VA to Begin Paying up to 800,000 Non-VA Emergency Claims

VA to Begin Paying up to 800,000 Non-VA Emergency Claims
Barton F. Stichman, executive director of the non-profit National Veterans Legal Services Program, is an attorney who represented Air Force veteran Richard W. Staab.

The VA published a revised rule Jan. 9 allowing payment of hundreds of thousands of pending claims for private-sector emergency care that veterans' other health insurance covered in part but not in full.

Some pending claims for non-VA emergency care were filed as far as back as 2010 and were kept alive by appeal. In some cases, individual reimbursements owed will total tens of thousands of dollars, for example for emergency heart surgery or other complex procedures not covered well by alternative health plans.

The revised rule says it won't allow retroactive reimbursements for non-VA emergency care claim decisions that became final before April 8, 2016, the day the VA lost a landmark federal court fight with Air Force veteran Richard W. Staab.

Staab faced roughly $48,000 in unpaid private hospital bills after emergency heart surgery in December 2010. At the time, VA had told Staab - and any other veteran forced to use outside emergency care - that the department would have covered the cost of such care if they had had no other health insurance.

But Staab was eligible for Medicare, and because Medicare paid a portion of his emergency care cost the VA, under long-standing regulations, had no obligation to cover remaining private-sector emergency costs.

Staab's attorneys argued the VA, when it revised regulations in 2012, ignored the clear intent of a statute passed in 2009 to correct the VA's convoluted interpretation of its payment obligations for outside emergency care.

Staab won a few lower court decisions, which the VA appealed. Final victory came in a unanimous decision by a three-judge panel on the U.S. Court of Appeals for Veterans Claims in April 2016. The appellate court said the VA had ignored the “plain language” of the 2009 law requiring “VA to reimburse a veteran for that portion of expenses not covered by a health plan contract.”

For more than a year, the VA pondered another appeal. But VA Secretary Dr. David Shulkin last June accepted defeat and said the regulation would be revised to comply with the court's decision. One reason for the long delay was money. The VA had estimated if the Staab decision were allowed to stand, it would have to pay almost $2 billion on pending claims and more than $10 billion for a tidal wave of private-sector emergency care claims expected over just the next decade.
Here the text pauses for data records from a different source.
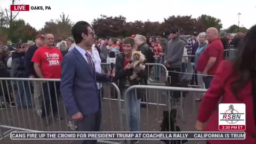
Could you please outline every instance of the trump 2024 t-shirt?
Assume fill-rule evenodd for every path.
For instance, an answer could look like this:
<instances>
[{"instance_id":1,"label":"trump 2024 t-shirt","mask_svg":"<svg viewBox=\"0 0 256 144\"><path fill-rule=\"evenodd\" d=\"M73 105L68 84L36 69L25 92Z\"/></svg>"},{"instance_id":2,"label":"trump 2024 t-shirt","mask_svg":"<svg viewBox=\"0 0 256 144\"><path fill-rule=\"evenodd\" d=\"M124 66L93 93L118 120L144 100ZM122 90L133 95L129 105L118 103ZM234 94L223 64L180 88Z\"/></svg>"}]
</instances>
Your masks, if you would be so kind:
<instances>
[{"instance_id":1,"label":"trump 2024 t-shirt","mask_svg":"<svg viewBox=\"0 0 256 144\"><path fill-rule=\"evenodd\" d=\"M57 47L43 46L36 51L31 61L40 64L44 78L60 78L62 59L62 54Z\"/></svg>"}]
</instances>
The Jan. 9 rule specifically expands eligibility for reimbursement of non-VA emergency treatment to any veteran who receives only partial payment for such care from a health plan contract. It also establishes a reimbursement methodology for payments. They are to cover “reasonable costs,” to include hospital charges, professional fees, and emergency transportation, including ambulances.

By law, the VA said, it cannot reimburse for copayments, cost shares, or deductibles required by other health insurance that veterans have. More information on the revised rule and related guidance is available here. The rule notice can be read in its entirety at https://www.gpo.gov/fdsys/pkg/FR-2018-01-09/pdf/2018-00232.pdf.

The rule explains that when a judicial decision invalidates a VA regulation or how it interprets a law, it “cannot affect prior final VA decisions,” citing two earlier federal court decisions. Therefore “VA will not retroactively pay benefits for claims [that] were finally denied before April 8, 2016, date of the Staab decision. In other words, VA can only apply the [rule] to claims pending on or after April 8, 2016.”

Since the Staab decision, the VA had suspended action on any claim for non-VA emergency care. By Sept. 29 last year, claims “held in abeyance” totaled 822,000.

The VA is now processing those claims using its revised rule.

Barton F. Stichman, one of Staab's attorneys, agreed with the VA's contention in its revised rule that final denials of earlier claims - from Feb. 1, 2010, the effective date of the law that expanded VA payment obligations, to April 8, 2016, the date of Staab appellate decision affirming that intent - can't be re-filed or reimbursed.

In an earlier version of this column, Stichman was quoted as disagreeing with VA's finding in its revised rule that Staab could not be used by veterans whose claims for non-VA emergency care became final before April 8, 2016. Initially, he said final claims could be re-filed based on “clear and unmistakable error.”

But having reviewed the two court cases the VA cited in its rule, Stichman said he now understands that he erred. The VA is following case law correctly, he said, in finding that Staab does not benefit veterans whose claims for non-VA emergency care became final before the decision date.

Courts have interpreted the “clear and unmistakable error” route for reconsideration of claims as not valid if based “on a new court interpretation of the law,” Stichman said. Therefore, the VA doesn't have to apply Staab retroactively to claims finally denied before that decision.